Creating the FlexAttention BlockMask from a mask

Is it possible to use an existing mask to create the BlockMask? Our masks are quite complex so it’s a bother to have to recreate a mask_mod() function when we already have a function that creates a boolean mask tensor (I know the outputs are not the same but still).

Looking into the code of torch/nn/attention/flex_attention.py I see a _create_block_mask_inner() which calls _convert_mask_to_block_mask(), which seems perfect.

But I see later _create_sparse_block_from_block_mask() is called with mask_mod as an argument. However it’s not clear to me whether mask_mod is actually used here.
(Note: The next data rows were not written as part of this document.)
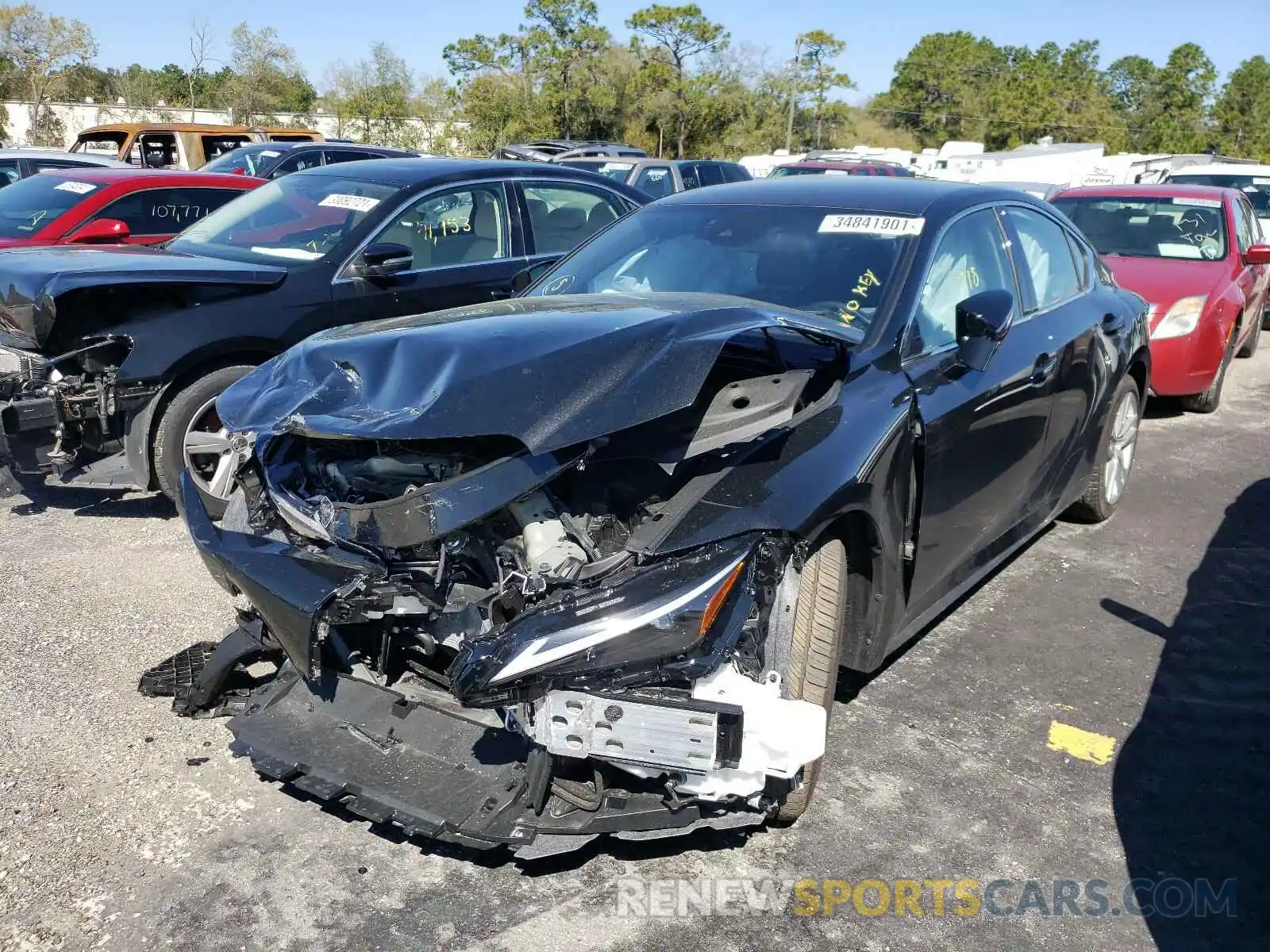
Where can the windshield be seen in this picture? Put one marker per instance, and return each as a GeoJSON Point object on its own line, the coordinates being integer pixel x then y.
{"type": "Point", "coordinates": [1151, 228]}
{"type": "Point", "coordinates": [298, 217]}
{"type": "Point", "coordinates": [1257, 188]}
{"type": "Point", "coordinates": [249, 160]}
{"type": "Point", "coordinates": [618, 171]}
{"type": "Point", "coordinates": [831, 263]}
{"type": "Point", "coordinates": [29, 205]}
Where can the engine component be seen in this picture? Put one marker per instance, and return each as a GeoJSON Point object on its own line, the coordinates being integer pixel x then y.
{"type": "Point", "coordinates": [548, 549]}
{"type": "Point", "coordinates": [687, 735]}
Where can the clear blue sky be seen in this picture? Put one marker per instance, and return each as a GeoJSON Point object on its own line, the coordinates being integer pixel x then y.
{"type": "Point", "coordinates": [878, 33]}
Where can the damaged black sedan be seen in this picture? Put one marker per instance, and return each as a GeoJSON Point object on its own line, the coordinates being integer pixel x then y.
{"type": "Point", "coordinates": [587, 562]}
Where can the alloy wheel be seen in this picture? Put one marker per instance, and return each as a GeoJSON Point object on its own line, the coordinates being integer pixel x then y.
{"type": "Point", "coordinates": [211, 456]}
{"type": "Point", "coordinates": [1124, 440]}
So my Q is can one bypass having to create a mask_mod() function or not?

@ezyang

1 Like

I think this code may show a path forward though I don’t fully understand it yet: modded-nanogpt/train_gpt.py at master · KellerJordan/modded-nanogpt · GitHub

The easiest way to do this is to make a mask_mod that loads from an existing mask :slight_smile:

For example,

existing_mask_tensor: Tensor
def custom_mask_mod(b, h, q_idx, kv_idx):
    return existing_mask_tensor[q_idx, kv_idx]

This’ll allow it to take advantage of block sparsity in the existing mask, although you’ll still have to:

  1. Have the existing mask tensor in memory
  2. Do loads from the existing mask tensor in cases where you have a partial mask.
1 Like

Hm I thought I tried this and got some low-level error leading to me thinking it was not viable. I’ll try again. Thank you for the reply!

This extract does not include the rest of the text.